Our lab is interested in understanding how signal transduction pathways regulate morphogenetic responses. We study MAP kinase pathways in fungal species including the model genetic system budding yeast and human pathogen C. albicans. One focus of the lab is to understand how the polarity Rho-type GTPase Cdc42 is activated in the context of a specific MAP kinase pathway. Cdc42 and other proteins can function in multiple pathways. This is part of a general problem surrounding signaling pathways that control specific processes through networks of common or shared factors. How a specific output results from the activation of a common module is not clear and is a problem addressed by our lab. Understanding ‘signaling specificity’ is relevant to human health because cross talk between pathways can lead to cancer and other diseases.
Filamentous growth is a developmental change that many fungal species undergo in response to nutrient limitation and other stresses. Our lab and other labs have begun to define the proteins that regulate Cdc42 and MAP kinase pathways during filamentous growth.
Budding yeast change their shape, polarity, and adhesive properties when grown in nutrient-limited media. This response is regulated by signaling pathways including a Cdc42-dependent MAP kinase pathway. We use this change to understand the role signaling pathways play in regulating eukaryotic differentiation. Colonies of yeast (S.cerevisiae) in certain genetic backgrounds also produce a ruffled morphology (right). The colony morphology results from adhesive contacts between cells and also requires the action of signaling pathways.

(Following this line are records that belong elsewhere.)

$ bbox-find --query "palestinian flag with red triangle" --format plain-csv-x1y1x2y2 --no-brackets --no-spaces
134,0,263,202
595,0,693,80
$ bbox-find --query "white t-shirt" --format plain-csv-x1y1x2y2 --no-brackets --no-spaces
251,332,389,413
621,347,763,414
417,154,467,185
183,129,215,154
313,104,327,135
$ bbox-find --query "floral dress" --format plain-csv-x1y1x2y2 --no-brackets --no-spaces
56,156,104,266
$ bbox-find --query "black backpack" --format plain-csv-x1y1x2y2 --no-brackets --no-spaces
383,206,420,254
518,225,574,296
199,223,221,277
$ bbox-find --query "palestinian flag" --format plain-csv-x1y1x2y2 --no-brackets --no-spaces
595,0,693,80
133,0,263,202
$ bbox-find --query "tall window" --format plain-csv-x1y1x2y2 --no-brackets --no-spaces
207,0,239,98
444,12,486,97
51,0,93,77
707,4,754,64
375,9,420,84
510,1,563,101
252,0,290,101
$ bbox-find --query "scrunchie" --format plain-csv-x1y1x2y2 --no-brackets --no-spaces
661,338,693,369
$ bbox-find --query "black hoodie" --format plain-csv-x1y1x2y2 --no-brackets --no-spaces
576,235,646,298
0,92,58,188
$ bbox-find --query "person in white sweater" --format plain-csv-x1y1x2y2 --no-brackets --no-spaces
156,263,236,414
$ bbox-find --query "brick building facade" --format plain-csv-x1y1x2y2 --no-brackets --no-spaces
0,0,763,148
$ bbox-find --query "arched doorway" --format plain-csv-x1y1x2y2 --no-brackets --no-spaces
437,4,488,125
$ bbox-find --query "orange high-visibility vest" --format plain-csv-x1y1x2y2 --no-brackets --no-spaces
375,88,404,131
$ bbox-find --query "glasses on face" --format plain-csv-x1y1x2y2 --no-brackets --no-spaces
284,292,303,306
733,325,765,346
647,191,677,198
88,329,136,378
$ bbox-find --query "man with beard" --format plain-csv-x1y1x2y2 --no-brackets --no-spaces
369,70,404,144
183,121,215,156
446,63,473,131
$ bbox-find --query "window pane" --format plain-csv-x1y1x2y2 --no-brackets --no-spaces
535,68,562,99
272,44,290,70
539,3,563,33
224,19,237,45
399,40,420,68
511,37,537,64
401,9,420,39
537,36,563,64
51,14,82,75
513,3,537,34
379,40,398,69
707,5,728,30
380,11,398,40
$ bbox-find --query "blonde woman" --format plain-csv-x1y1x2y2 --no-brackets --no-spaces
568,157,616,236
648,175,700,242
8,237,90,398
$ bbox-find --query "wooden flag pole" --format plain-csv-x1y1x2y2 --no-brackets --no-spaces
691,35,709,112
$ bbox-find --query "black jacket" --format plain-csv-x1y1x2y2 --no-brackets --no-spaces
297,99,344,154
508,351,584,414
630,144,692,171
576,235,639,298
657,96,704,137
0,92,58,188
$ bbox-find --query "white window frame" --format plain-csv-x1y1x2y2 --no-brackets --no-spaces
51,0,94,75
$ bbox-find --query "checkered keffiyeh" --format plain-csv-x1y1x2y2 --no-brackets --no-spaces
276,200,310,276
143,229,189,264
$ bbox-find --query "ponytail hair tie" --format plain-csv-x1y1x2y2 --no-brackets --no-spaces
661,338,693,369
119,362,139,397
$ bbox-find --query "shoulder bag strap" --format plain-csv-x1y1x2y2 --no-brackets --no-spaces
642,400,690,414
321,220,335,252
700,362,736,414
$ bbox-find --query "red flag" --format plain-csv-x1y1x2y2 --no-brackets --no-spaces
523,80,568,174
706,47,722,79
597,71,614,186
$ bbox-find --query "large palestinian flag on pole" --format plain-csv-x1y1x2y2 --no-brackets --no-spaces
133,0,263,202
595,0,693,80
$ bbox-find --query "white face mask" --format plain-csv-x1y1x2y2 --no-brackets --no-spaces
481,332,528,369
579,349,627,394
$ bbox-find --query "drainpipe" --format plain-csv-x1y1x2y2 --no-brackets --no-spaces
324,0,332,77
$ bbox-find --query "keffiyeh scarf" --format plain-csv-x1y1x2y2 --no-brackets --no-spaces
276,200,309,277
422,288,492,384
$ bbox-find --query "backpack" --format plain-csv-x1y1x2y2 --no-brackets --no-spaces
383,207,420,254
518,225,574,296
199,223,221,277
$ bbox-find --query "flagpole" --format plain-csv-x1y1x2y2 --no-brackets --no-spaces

One of the proteins that regulates Cdc42 during filamentous growth is a cell-surface glycoprotein of the mucin family. Mucins are sticky glycoproteins in eukaryotes that in some instances can also regulate cellular responses. The signaling mucin Msb2 is a transmembrane regulator of the Cdc42-dependent MAPK pathway. Msb2 functions with other cell-surface proteins to control Cdc42 and downstream factors during MAP kinase pathway regulation. Our lab has defined the activation mechanism for this protein. We found that the unfolded protein response feeds into Msb2 regulation, by governing the cleavage and activation of the protein by the aspartyl protease Yps1. Thus, a cleavage-dependent activation mechanism involves nutrient-dependent processing of the protein by a quality-control pathway.
Another protein that regulates Cdc42 is the scaffold-type adaptor Bem4. We found that Bem4 associates with many of the proteins that regulate the fMAPK pathway. Because Bem4 does not regulate other MAPK pathways in yeast that share components with fMAPK, we think that Bem4 may help direct Cdc42 to one of the many pathways in which it functions.
The Cdc42p-dependent MAP kinase pathway that regulates filamentous growth. Under nutrient-limiting conditions, Msb2 is activated by processing and release of the inhibitory extracellular domain by the protease Yps1 (Vadaie et al. 2008). Activated Msb2 and Sho1 function through Bem4, which binds to the PH domain of Cdc24 to relieve auto-inhibition. Bem4 interacts with Cdc42 and Ste11 and functions in a complex with Kss1 (dashed arrow), to regulate the filamentous growth pathway (Pitoniak et al. 2015). In green, positional marks also contribute to the regulation of the pathway through the GTPase Rsr1 (see Basu et al. 2016 for details).
We have recently identified another connection between Cdc42's role in regulating the filamentous growth MAPK pathway and positional or spatial cues in the cell. Bud-site-selection proteins, previously thought of as static marks that dictate which end the cell grows from, were found to regulate Cdc42-dependent MAP kinase signaling. This unexpected finding connects the cell's positional cues to the regulation of a differentiation-type MAP kinase pathway.
The MAPK pathway is one of many pathways that regulate filamentous growth. Multiple pathways that impact the response operate in a coordinated network. Specifically, the pathways can regulate each others' activity and each others' target genes. The identification of the network members and elucidation of the ways that different pathways work together to induce a response is an important problem that the lab and the signaling community continue to explore.